The first stepping stone, Novogratz emphasized, will be an increased interest from institutional interest, which many believe is already well underway as banks, including Novogratz’s former employer Goldman Sachs, have started to push at the existing limits of the space.
“Think about how institutional investors operate. It’s hard to tell your boss “I have money in places you have never heard of.” You need a trusted, name custodian — a Japanese bank or HSBC or ICE or Goldman Sachs — to allow institutional investors to feel comfortable,” he explained.
“The bet I am making is that sometime in the next two to three years, a herd of institutions will come running into this space. Without that, we will be running in circles.”

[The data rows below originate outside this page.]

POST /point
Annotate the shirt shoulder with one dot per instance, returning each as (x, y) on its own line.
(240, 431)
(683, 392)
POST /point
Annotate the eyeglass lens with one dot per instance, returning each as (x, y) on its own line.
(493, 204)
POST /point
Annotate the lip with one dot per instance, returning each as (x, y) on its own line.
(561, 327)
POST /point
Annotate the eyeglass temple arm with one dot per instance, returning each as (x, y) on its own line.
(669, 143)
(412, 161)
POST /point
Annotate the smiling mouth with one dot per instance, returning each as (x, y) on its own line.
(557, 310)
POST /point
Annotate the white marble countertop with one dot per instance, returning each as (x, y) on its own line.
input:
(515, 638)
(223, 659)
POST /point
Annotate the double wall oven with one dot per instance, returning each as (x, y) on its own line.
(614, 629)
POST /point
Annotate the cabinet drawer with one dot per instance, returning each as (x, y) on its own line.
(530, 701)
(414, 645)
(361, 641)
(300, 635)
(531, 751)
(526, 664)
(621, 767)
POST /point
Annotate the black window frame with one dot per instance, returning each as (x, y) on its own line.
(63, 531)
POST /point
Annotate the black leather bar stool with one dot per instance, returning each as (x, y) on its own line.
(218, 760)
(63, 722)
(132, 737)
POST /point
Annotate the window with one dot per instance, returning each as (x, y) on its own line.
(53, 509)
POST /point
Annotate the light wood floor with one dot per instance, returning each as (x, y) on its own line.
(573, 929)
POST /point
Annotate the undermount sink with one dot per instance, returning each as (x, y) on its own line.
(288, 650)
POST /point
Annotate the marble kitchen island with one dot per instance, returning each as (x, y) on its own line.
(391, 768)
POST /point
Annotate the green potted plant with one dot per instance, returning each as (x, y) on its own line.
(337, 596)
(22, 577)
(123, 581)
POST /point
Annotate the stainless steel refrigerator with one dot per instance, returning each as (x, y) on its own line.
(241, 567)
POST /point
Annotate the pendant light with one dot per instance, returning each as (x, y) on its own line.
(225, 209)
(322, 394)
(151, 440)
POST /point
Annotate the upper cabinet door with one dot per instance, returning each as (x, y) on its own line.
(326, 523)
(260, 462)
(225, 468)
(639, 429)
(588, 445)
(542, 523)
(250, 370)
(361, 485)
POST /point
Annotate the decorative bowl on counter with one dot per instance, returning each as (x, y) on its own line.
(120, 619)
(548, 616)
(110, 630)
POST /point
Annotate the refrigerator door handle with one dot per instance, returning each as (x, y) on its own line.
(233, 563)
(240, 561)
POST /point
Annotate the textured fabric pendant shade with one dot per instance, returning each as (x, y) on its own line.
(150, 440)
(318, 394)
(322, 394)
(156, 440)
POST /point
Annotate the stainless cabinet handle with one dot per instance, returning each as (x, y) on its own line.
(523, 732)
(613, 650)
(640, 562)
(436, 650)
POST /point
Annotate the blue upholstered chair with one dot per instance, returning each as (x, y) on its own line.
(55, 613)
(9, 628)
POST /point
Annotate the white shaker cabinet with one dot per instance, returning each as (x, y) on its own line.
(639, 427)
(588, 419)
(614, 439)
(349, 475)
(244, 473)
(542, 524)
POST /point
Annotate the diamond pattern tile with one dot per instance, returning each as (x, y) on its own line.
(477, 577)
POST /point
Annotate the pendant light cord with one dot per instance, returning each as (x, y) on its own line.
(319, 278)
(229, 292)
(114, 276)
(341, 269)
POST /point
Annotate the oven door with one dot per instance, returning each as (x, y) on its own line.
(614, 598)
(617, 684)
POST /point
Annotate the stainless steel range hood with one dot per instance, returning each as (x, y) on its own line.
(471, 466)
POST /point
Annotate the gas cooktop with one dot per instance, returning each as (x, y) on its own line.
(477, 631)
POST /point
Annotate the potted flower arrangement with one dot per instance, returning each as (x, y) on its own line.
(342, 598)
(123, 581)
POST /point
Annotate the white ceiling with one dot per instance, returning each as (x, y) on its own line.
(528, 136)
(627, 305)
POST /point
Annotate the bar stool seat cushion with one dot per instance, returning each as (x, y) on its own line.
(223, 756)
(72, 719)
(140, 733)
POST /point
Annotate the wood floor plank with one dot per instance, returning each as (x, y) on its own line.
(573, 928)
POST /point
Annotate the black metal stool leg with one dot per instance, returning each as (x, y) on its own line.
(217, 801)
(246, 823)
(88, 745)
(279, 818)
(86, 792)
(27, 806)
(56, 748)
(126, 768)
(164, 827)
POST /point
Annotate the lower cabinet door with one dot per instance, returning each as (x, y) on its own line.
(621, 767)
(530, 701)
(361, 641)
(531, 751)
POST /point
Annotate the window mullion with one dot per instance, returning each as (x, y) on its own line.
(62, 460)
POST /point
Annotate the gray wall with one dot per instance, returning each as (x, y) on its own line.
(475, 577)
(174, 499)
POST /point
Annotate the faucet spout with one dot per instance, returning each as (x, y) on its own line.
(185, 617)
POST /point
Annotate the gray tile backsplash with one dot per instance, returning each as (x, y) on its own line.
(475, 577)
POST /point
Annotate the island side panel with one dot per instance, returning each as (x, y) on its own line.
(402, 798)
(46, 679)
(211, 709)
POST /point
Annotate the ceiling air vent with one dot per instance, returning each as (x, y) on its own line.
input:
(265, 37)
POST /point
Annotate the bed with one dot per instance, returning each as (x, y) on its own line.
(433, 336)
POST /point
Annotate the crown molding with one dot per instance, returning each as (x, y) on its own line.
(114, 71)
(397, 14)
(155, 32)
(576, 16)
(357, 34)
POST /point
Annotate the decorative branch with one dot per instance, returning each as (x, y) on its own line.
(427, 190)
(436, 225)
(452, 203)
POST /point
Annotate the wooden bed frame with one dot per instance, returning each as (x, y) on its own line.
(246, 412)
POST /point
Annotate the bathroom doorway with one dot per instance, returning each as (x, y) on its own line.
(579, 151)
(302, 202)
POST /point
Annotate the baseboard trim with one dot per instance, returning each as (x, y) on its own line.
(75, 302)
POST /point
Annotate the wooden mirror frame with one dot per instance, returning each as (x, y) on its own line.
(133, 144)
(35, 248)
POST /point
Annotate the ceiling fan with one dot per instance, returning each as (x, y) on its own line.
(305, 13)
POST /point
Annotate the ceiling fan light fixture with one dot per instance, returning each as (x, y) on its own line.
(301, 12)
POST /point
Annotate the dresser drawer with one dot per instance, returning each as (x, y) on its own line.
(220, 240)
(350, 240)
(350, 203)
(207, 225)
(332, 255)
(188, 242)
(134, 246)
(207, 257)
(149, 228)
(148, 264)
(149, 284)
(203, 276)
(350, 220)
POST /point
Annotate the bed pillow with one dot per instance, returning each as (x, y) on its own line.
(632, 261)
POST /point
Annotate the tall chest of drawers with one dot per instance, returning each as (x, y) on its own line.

Novogratz, however, acknowledged that various businesses themselves are already keenly examining the market and the underlying technology – a development he called “a sign of previous efforts bearing fruit”.
“The mission was to convert institutional investors to crypto. Now when I meet a CEO or CIO, I am surprised at how much they know. Most have not taken the first step in participating, but they are doing a lot of work,” Novogratz said.
The number of financial institutions that have indicated interest in cryptocurrencies has increased significantly during the course of 2018, especially as investors look to take advantage of the huge correction that took over the market this year.
Recently, Japanese Financial giants SBI Holdings launched its cryptocurrency exchange VcTrade for local investors. Also, the world’s largest exchange-traded fund provider BlackRock has announced its plans to form a special working group that will investigate the crypto market and estimates the company’s potential involvement in Bitcoin.